Luxury goods firm Burberry (AGM 12th July) had a similar experience. There, the reappointment of non-executive director Antoine de Saint-Affrique faced 36% opposition. Again, de Saint Affrique is perceived to be overcommitted, despite the board’s assertions about his diligence in carrying out the role and confidence that he will continue to be able to do so effectively. The 7% opposition to its remuneration report was barely a ripple – especially for a company which has faced serial issues over pay.
Less glossy safety business Halma (AGM 21st July) faced a 36% vote against its remuneration report, and its remuneration committee chair, Jo Harlow, saw 23% opposition. The company hiked executive director pay by 16% in the year, the second year in a process of increases said to be necessary to reflect the growth of the business, which now sits among the largest 50 on the London market (there was around 40% opposition to the new remuneration policy put to shareholders last year). The increase over the two years approaches a 50% rise in pay levels at the top of the company.
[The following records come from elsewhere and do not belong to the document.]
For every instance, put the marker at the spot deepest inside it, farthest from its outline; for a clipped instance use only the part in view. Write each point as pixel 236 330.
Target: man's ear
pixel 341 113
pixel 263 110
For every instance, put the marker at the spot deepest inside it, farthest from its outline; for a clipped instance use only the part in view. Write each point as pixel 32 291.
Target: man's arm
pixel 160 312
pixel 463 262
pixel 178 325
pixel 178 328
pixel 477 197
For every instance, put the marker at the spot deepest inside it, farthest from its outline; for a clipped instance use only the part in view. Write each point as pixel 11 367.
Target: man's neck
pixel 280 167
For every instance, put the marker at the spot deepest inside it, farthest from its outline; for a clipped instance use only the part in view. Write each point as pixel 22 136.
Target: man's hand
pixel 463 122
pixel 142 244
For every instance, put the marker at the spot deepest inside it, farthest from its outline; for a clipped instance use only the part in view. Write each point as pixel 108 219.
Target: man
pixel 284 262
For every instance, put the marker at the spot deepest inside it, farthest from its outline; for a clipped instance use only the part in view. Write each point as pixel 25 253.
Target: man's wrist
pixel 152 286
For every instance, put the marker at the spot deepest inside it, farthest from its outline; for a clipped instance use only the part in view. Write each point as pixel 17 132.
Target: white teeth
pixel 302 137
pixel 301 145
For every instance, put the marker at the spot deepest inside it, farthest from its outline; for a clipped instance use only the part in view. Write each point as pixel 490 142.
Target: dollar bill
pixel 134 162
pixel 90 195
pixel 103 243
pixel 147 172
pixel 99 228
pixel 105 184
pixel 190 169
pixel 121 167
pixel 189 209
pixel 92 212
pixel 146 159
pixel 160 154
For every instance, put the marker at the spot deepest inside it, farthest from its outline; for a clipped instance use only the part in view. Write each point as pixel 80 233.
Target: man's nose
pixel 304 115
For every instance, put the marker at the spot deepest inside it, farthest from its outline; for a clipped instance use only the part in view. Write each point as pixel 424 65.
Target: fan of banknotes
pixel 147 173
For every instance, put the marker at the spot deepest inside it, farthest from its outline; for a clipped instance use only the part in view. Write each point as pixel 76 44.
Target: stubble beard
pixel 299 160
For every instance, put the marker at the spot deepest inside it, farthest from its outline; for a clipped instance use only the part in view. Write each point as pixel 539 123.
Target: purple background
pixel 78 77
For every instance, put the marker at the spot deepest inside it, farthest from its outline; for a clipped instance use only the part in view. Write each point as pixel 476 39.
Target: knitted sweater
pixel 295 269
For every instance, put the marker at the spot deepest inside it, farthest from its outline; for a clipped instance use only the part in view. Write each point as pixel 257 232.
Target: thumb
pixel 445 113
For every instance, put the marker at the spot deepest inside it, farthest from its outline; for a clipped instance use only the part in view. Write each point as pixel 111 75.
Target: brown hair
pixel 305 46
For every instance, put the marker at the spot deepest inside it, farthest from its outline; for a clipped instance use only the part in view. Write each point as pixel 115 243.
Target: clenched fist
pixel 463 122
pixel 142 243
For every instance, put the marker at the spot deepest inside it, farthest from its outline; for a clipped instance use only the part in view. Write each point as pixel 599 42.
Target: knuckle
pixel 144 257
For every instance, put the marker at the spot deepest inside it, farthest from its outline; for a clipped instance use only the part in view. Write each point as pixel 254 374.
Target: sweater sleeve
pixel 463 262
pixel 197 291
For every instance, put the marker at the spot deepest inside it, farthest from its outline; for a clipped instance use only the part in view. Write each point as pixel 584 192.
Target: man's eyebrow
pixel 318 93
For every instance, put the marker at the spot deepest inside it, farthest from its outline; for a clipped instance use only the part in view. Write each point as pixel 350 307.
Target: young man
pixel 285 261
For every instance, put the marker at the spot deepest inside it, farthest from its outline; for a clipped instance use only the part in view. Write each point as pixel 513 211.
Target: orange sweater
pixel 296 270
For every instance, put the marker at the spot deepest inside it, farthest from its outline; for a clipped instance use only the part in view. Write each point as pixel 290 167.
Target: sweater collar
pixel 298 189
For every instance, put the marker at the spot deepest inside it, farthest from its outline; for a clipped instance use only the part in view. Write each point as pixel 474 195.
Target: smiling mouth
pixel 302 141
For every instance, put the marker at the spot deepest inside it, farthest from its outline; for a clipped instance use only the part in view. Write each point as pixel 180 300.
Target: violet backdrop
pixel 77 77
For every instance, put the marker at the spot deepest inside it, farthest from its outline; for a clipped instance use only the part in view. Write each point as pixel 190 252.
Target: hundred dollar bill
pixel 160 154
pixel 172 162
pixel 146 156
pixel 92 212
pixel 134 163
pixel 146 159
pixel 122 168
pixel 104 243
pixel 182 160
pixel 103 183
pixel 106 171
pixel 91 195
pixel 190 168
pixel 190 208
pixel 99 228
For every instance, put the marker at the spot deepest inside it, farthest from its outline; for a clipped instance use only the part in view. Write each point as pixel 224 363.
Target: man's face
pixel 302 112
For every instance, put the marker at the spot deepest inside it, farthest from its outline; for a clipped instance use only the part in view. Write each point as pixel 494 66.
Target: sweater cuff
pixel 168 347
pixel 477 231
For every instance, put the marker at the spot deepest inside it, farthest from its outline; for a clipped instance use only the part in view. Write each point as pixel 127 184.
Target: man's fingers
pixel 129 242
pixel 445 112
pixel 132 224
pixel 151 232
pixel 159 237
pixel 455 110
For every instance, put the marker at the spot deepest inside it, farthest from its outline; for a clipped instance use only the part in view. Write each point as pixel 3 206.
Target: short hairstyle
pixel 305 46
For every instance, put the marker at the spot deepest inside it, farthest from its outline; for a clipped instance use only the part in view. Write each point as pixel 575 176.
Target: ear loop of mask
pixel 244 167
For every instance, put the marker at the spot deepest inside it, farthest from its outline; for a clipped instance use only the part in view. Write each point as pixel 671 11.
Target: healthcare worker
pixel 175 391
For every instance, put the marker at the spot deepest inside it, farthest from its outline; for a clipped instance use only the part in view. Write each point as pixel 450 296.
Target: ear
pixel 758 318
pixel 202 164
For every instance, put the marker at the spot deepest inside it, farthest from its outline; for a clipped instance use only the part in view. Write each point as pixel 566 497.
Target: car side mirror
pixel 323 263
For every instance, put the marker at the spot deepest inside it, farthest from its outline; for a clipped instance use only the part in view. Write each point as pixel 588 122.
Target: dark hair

There’s no indication that the wider workforce will enjoy pay rises of anything like a similar level; the ratio of the CEO’s pay to the median pay among UK employees (around £32,000) is 110:1, and if the CEO’s overall remuneration rises by the 16% increase, this will increase to around 128:1.
Elsewhere, shareholders overwhelmingly approved the merger of Healthcare Trust of America and Healthcare Realty Trust (Special Meeting 15th July), whilst also overwhelmingly opposing the resolution on so-called golden parachutes following the merger. But in the latest episode of the running tale of US executive pay being out of control, this vote by over 71% of shareholders against the payments – of more or less $5 million to each of three individual senior managers – will not stop them being made because the resolution is purely advisory. Last year the pay ratio between the CEO of HTA and the company’s median paid employee was 86:1. It seems unlikely that those staff will benefit from golden parachutes to cushion their fall should they lose their jobs as a result of the merger.
That’s all this voting season. Thanks for joining me on our slightly breathless run through significant votes in the Northern Hemisphere season. We’ll return in October for the Southern Hemisphere season, and in the Spring we’ll return North.